Dive Brief:
- Artificial intelligence can improve clinicians’ diagnostic accuracy, but biased models make it worse — and explaining the technology’s logic didn’t help providers mitigate potential errors, according to a recent study published in JAMA.
- The research found an AI model improved clinician accuracy when examining accounts of patients hospitalized with acute respiratory failure, and accuracy increased even more when clinicians’ used AI models alongside explanations of the technology.
- But a systematically biased model decreased their diagnostic accuracy, and explanations of the model’s reasoning didn’t significantly help them improve, according to the study.
Dive Insight:
AI has the potential to help providers find abnormalities in imaging results and analyze patient data to find patterns and make predictions on outcomes.
The technology has become an increasingly hot topic in the healthcare sector, as experts and policymakers try to weigh benefits alongside risks — like injecting biased recommendations that could further widen health inequities.
Systematically biased models, or models that consistently misdiagnose some patient subpopulations, could lead to errors or patient harm, the study notes. For example, a model that’s trained on data where women are often underdiagnosed with heart disease could be inaccurate once it’s deployed.
Ideally, providers would be able to ignore models if they seem off, and explanations have been offered as a way to help them understand the model’s reasoning before they act on recommendations. Guidance from the Food and Drug Administration has highlighted the value of explanations to improve interpretability, researchers wrote.
But the JAMA study found explanations might not be enough to mitigate harm.
The research showed hospital physicians, nurse practitioners and physician assistants nine clinical vignettes of patients hospitalized with acute respiratory failure, including symptoms, physical exams, lab results and chest radiographs.
They were then asked to determine the likelihood of pneumonia, heart failure or chronic obstructive pulmonary disease. Some vignettes included AI models with image-based explanations to lay out its logic.
Clinician accuracy increased over baseline by 2.9 percentage points when using a standard AI model and by 4.4 percentage points when clinicians were also shown AI model explanations.
But a systematically biased model decreased accuracy by 11.3 percentage points, which only improved a nonsignificant 2.3 percentage points when the model included explanations for its recommendations.

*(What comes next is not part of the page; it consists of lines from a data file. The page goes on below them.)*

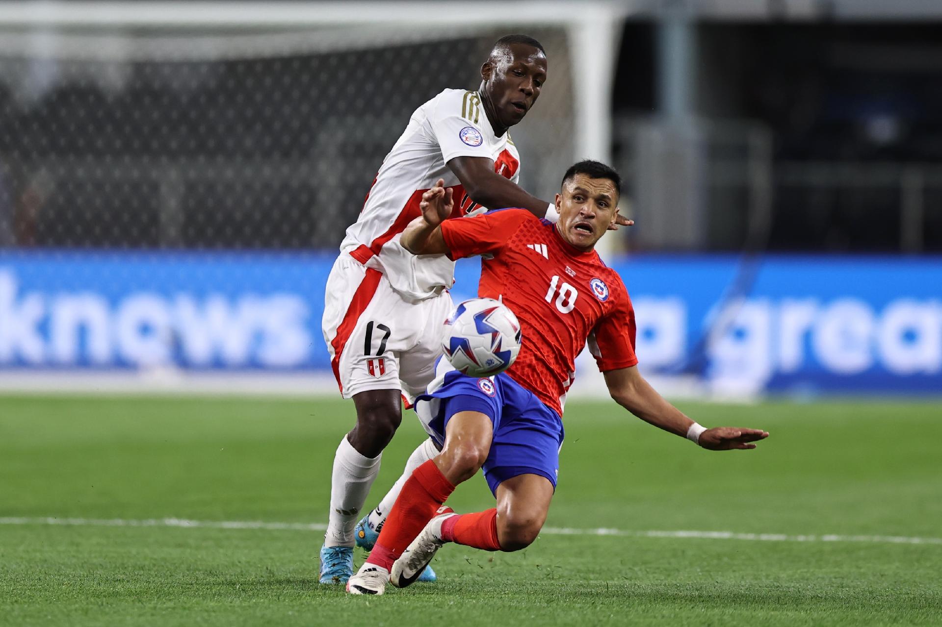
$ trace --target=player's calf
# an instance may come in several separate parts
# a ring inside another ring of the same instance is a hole
[[[513,517],[503,520],[497,516],[497,541],[501,551],[520,551],[526,549],[540,535],[543,521],[533,518]]]

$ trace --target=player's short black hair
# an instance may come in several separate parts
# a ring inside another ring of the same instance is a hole
[[[507,48],[514,43],[523,43],[528,46],[532,46],[542,52],[544,56],[546,55],[546,51],[544,49],[543,44],[528,35],[504,35],[502,38],[494,42],[494,46],[492,46],[491,50]]]
[[[560,184],[560,186],[566,184],[566,181],[571,181],[576,178],[577,174],[585,174],[590,179],[609,179],[615,185],[615,191],[618,195],[622,195],[622,177],[615,170],[614,168],[606,166],[601,161],[593,161],[592,159],[585,159],[579,161],[578,163],[574,163],[566,170],[566,173],[562,175],[562,183]]]

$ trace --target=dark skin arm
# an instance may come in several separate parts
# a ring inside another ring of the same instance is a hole
[[[448,168],[462,182],[471,200],[488,209],[520,207],[537,217],[546,215],[549,202],[528,194],[523,187],[494,171],[494,162],[485,157],[458,156]]]
[[[638,366],[610,370],[605,373],[605,382],[615,402],[646,423],[680,437],[693,421],[674,407],[644,380]],[[769,437],[762,429],[739,426],[717,426],[700,434],[699,444],[711,451],[755,448],[753,442]]]
[[[488,209],[503,209],[504,207],[520,207],[526,209],[537,217],[546,216],[549,202],[530,196],[523,187],[505,179],[494,171],[494,161],[485,157],[458,156],[447,163],[448,168],[471,200]],[[615,224],[631,226],[634,220],[619,216]],[[609,227],[616,231],[618,227]]]

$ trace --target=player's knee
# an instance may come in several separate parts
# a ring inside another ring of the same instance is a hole
[[[480,470],[487,460],[488,449],[474,443],[447,447],[443,451],[446,463],[445,475],[453,483],[467,481]]]
[[[350,432],[350,443],[366,457],[376,457],[393,439],[401,422],[402,411],[398,403],[386,399],[357,403],[356,426]]]
[[[501,551],[520,551],[526,549],[540,535],[543,517],[511,515],[497,522],[497,541]]]

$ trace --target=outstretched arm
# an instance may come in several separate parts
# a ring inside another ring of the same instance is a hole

“Although standard AI models improve diagnostic accuracy, systematically biased AI models reduced diagnostic accuracy, and commonly used image-based AI model explanations did not mitigate this harmful effect,” researchers wrote.
Clinicians’ AI literacy might one challenge preventing them from rooting out biased recommendations, the study’s authors said. Nearly 67% of participants weren’t aware models could be systematically biased.
They also might need more experience and training with the explanations. And using images might be a poor way to describe what the model is doing, and other methods, like text descriptions, might be more helpful, researchers wrote.